Durante cinco años creyó que tenía alergia, pero algo más peligroso amenazaba su cerebro

Kendra Jackson sufrió años por una filtración de líquido cerebrospinal. (Nebraska Medicine/ENT)
Kendra Jackson sufrió años por una filtración de líquido cerebrospinal. (Nebraska Medicine/ENT)

Kendra Jackson tenía una salud perfecta hasta que sufrió un accidente automovilístico. Poco después comenzó con una extraña alergia, una rinitis que parecía un goteo constante de su nariz, que luego de horas y horas cada día le dejaba un dolor de cabeza insoportable, terminaba con su sentido del olfato y cubría la parte posterior de su garganta de una película salada.

"Un médico tras otro le dijeron a Kendra que el líquido que salía de su nariz se debía a las alergias", publicó el equipo médico que por primera vez en años tuvo otra hipótesis y descubrió la peligrosa condición que sufría Jackson. "Pero luego de años de sufrir este problema y los dolores de cabeza asociados a él, consultó a los médicos de oído, nariz y garganta de Nebraska Medicine. Carla Schneider descubrió que Kendra tenía una pérdida de fluido cerebrospinal. ¡Del cerebro, que le salía de la nariz!".

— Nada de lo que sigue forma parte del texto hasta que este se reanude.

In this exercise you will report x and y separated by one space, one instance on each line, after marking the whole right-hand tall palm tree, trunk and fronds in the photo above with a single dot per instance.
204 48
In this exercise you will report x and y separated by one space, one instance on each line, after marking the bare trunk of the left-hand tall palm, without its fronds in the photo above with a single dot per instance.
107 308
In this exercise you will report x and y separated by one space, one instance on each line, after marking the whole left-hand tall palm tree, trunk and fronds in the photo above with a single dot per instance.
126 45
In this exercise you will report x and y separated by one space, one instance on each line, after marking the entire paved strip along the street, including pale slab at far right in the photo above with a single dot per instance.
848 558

La médica Christine Barns escuchó a Kendra Jackson y buscó qué problema podría causarle esos síntomas que no fuera una alergia. (Nebraska Medicine/ENT)
La médica Christine Barns escuchó a Kendra Jackson y buscó qué problema podría causarle esos síntomas que no fuera una alergia. (Nebraska Medicine/ENT)

Tras dormir mal (la nariz tapada y los estornudos la despertaban continuamente), probar todos los antihistamínicos del mercado y agotar innumerables cajas de pañuelos de papel, debió dejar de trabajar. Hizo muchísimas consultas durante cinco años, pero dado que el 15% de la población de los Estados Unidos sufre de alergias, en la mayoría de ellas nadie vinculó el traumatismo con la rinitis.

Jackson vivía en un estado de ansiedad insoportable, no salía ni quería ya jugar con sus nietos. Un día, completamente alterada, decidió ir a un hospital-escuela. La atendió la médica Christine Barnes, a quien le advirtió: "No me voy a ir hasta que descubra qué me pasa".

Kendra Jackson dejó de trabajar, casi no dormía y no salía de su casa sin pañuelos de papel. (Nebraska Medicine/ENT)
Kendra Jackson dejó de trabajar, casi no dormía y no salía de su casa sin pañuelos de papel. (Nebraska Medicine/ENT)

Tras escucharla, Barnes pensó en la posibilidad del fluido cerebrospinal. Pidió entonces la opinión de Schneider, quien analizó el material que le salía de la nariz a la mujer de 52 años. El 23 de abril un equipo conducido por Barnes y el neurocirujano Dan Surdell cerró el hueco en el interior de la cabeza de Jackson, que causaba el problema desde el accidente, y cambió su vida.

En las evaluaciones para enmendar el tejido rasgado que permitía el paso del fluido que recubre al cerebro para evitar que sufra presión, los médicos del hospital de Omaha descubrieron que perdía casi un cuarto de litro de líquido por día. Eso la expuso a un riesgo mayor de infección, entre ellas la peligrosa meningitis.

Los otorrinolaringólogos del hospital-escuela hicieron un diagnóstico que le permitió una solución quirúrgica a su problema. (Nebraska Medicine/ENT)
Los otorrinolaringólogos del hospital-escuela hicieron un diagnóstico que le permitió una solución quirúrgica a su problema. (Nebraska Medicine/ENT)

Las filtraciones del fluido cerebrospinal se pueden deber a una lesión de la cabeza o la columna, un tumor, una punción lumbar o una inyección epidural y también a causas desconocidas. Muchas veces se corrigen solas; otras veces es necesaria la cirugía, como en este caso. La operación se hizo por la nariz, gracias a cámaras e instrumentos de ángulos especialmente diseñados para otorrinolaringología.